Why two depth modes?

ModeWire formatUse case
coloredTURBO-colormap JPEGdashboard, demos — small, pretty, but lossy
rawzlib(uint16)pixel-accurate mm hover, frame analysis, RoIs

The backend auto-ranges depth via 2nd/98th percentile clipping so the colormap stays useful regardless of scene depth.

Polymorphic frame handling

The same endpoint accepts:

  • ROS sensor_msgs/Image16uc1, 32fc1 encodings
  • ROS sensor_msgs/CompressedImage — with or without the 12-byte compressedDepth header
  • raw numpy arrays (for WebRTC ingest paths)
  • dicts of {rgb, depth} (for skills emitting log_image)

_encode_frame() in camera.py is the funnel.

Plan stream — /ws/agent

The agent endpoint accepts one JSON message:

{
"prompt": "pick the apple",
"lang": "en",
"direct": false
}

…and emits a typed event stream:

sequenceDiagram participant FE as Browser participant WS as FastAPI WS participant UA as UnifiedAgent participant LLM as LLM planner participant SK as Skill thread FE->>WS: { prompt, lang, direct } WS-->>FE: { type: "start" } WS-->>FE: { type: "status", msg: "thinking..." } WS->>LLM: prompt + guide LLM-->>WS: plan (raw text) WS-->>FE: { type: "plan_raw", text: "..." } WS-->>FE: { type: "plan", steps: [...] } loop for each step WS->>SK: skill(node, **params) WS-->>FE: { type: "step_start", idx, name, params } SK-->>WS: log_image bytes WS-->>FE: { type: "step_log", image: <base64 JPEG> } SK-->>WS: { isdone: true, ... } WS-->>FE: { type: "step_done", idx, result } end WS-->>FE: { type: "done" }

Event types

TypeWhenPayload
startWS opened{}
statusmid-planning chatter{ msg }
translatednon-EN prompt → EN{ original, translated }
plan_rawLLM raw output{ text }
planparsed plan{ steps: [{name, params}, ...] }
step_starta step begins{ idx, name, params }
step_logmid-skill log image{ idx, image }
step_donea step ends{ idx, result }
doneplan complete{}
errorany failure{ msg, traceback? }

Why a typed event stream instead of polling?

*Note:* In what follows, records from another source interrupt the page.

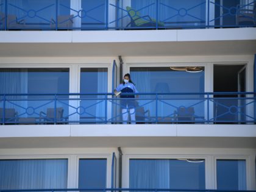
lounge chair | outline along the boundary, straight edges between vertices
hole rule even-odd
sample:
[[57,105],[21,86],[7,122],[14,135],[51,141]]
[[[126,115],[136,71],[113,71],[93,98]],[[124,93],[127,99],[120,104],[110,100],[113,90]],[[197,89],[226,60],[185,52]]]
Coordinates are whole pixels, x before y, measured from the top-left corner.
[[[62,121],[63,117],[64,109],[62,107],[56,108],[56,121]],[[43,112],[40,113],[40,121],[43,123],[54,123],[55,120],[55,108],[48,108],[46,113]]]
[[[127,6],[126,10],[130,18],[131,21],[126,26],[128,27],[130,25],[132,27],[155,27],[157,21],[151,18],[149,15],[140,16],[140,12],[133,9],[132,7]],[[163,27],[165,24],[158,21],[158,27]]]
[[[21,29],[25,27],[25,20],[19,20],[15,15],[7,15],[7,29]],[[4,24],[4,26],[5,24]]]
[[[15,108],[6,108],[4,110],[4,123],[13,123],[17,121],[18,113],[15,112]],[[4,122],[4,108],[0,108],[0,123]]]
[[137,107],[135,110],[135,119],[137,124],[144,124],[150,121],[150,112],[145,111],[144,107]]
[[[238,5],[236,7],[237,25],[256,24],[256,3],[248,5]],[[251,8],[249,9],[249,8]]]
[[174,111],[174,117],[176,122],[193,123],[195,120],[194,107],[180,107]]

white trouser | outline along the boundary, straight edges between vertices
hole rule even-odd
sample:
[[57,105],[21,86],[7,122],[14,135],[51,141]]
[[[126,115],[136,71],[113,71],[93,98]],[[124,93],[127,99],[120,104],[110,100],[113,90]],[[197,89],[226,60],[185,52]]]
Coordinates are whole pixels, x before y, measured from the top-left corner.
[[122,108],[123,124],[127,124],[129,112],[132,121],[130,124],[135,124],[135,110],[134,108]]

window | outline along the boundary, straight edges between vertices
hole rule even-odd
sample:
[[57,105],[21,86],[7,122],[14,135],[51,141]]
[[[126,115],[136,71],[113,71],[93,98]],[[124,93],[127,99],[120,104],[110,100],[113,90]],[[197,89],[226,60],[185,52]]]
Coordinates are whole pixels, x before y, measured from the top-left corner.
[[0,93],[68,93],[69,68],[0,68]]
[[1,189],[64,188],[68,160],[1,160]]
[[245,160],[217,160],[217,188],[226,190],[246,190]]
[[[51,119],[47,111],[54,108],[54,96],[32,94],[68,94],[69,69],[0,68],[0,94],[25,94],[5,98],[5,108],[14,109],[20,120],[36,122],[44,116],[47,121],[50,121]],[[58,99],[66,97],[59,96]],[[57,107],[63,112],[60,115],[58,113],[60,120],[68,114],[68,101],[59,100],[57,102]],[[10,122],[14,120],[10,119]]]
[[205,188],[202,159],[130,159],[130,187]]
[[79,160],[79,188],[106,187],[107,159]]

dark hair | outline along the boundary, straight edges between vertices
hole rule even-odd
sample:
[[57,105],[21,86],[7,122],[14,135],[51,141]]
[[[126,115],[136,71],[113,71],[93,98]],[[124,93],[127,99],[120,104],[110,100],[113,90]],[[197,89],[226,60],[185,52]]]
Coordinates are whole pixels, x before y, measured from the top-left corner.
[[[129,78],[129,83],[131,83],[131,84],[133,84],[134,85],[135,85],[135,84],[134,84],[134,83],[132,82],[132,80],[130,79],[130,74],[129,73],[126,73],[124,76],[124,78],[125,77],[128,77],[128,78]],[[123,84],[125,84],[125,83],[124,83],[124,80],[123,80]]]

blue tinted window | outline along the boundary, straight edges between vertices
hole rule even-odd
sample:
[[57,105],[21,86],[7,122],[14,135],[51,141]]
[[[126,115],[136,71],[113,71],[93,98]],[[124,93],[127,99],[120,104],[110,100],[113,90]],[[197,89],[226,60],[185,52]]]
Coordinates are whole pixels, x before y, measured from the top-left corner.
[[0,189],[66,188],[68,160],[0,160]]
[[205,188],[204,160],[130,160],[130,188]]
[[246,165],[244,160],[217,160],[218,190],[246,190]]
[[0,93],[68,93],[68,68],[1,68]]
[[107,92],[107,68],[82,68],[81,93]]
[[106,187],[107,159],[79,160],[79,188]]

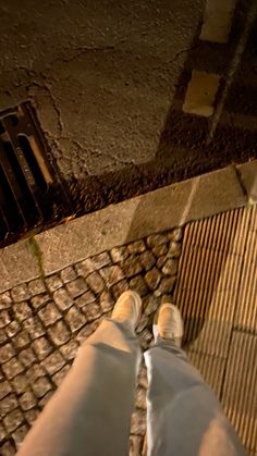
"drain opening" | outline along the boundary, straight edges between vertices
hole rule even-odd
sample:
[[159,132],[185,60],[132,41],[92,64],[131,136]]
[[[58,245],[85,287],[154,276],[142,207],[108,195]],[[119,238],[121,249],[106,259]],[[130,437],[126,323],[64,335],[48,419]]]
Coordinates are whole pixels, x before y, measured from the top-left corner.
[[29,102],[0,112],[0,247],[72,217]]

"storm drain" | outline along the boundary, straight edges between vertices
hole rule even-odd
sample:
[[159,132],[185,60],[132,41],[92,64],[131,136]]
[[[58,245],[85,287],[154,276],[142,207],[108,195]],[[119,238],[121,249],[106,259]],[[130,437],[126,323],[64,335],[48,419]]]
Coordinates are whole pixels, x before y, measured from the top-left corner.
[[0,247],[71,214],[30,103],[0,112]]
[[249,455],[257,452],[257,207],[185,227],[175,303],[185,346]]

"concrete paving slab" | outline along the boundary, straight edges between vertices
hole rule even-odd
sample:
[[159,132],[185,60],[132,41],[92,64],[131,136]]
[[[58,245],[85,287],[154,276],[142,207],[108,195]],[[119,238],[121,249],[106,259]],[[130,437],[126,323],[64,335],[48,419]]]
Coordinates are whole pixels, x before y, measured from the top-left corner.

  • Low latency: events are pushed as they happen, no fixed tick.
  • Cheap rendering: the browser only invalidates the affected step row.
  • No state drift: the server is authoritative; the client reflects.

Bridging sync and async

The hardest part of building the streaming layer is that ROS callbacks fire on background threads while FastAPI WebSocket sends are async. robot_agent handles this with one idiom, used in both camera and agent:

# inside the background skill / stream thread
asyncio.run_coroutine_threadsafe(
websocket.send_json(event),
main_loop # captured at WS-open time
)

This is the bridge between the rclpy executor’s thread pool and the FastAPI event loop. No asyncio.run_in_executor ping-pong, no manual queue, no lost frames.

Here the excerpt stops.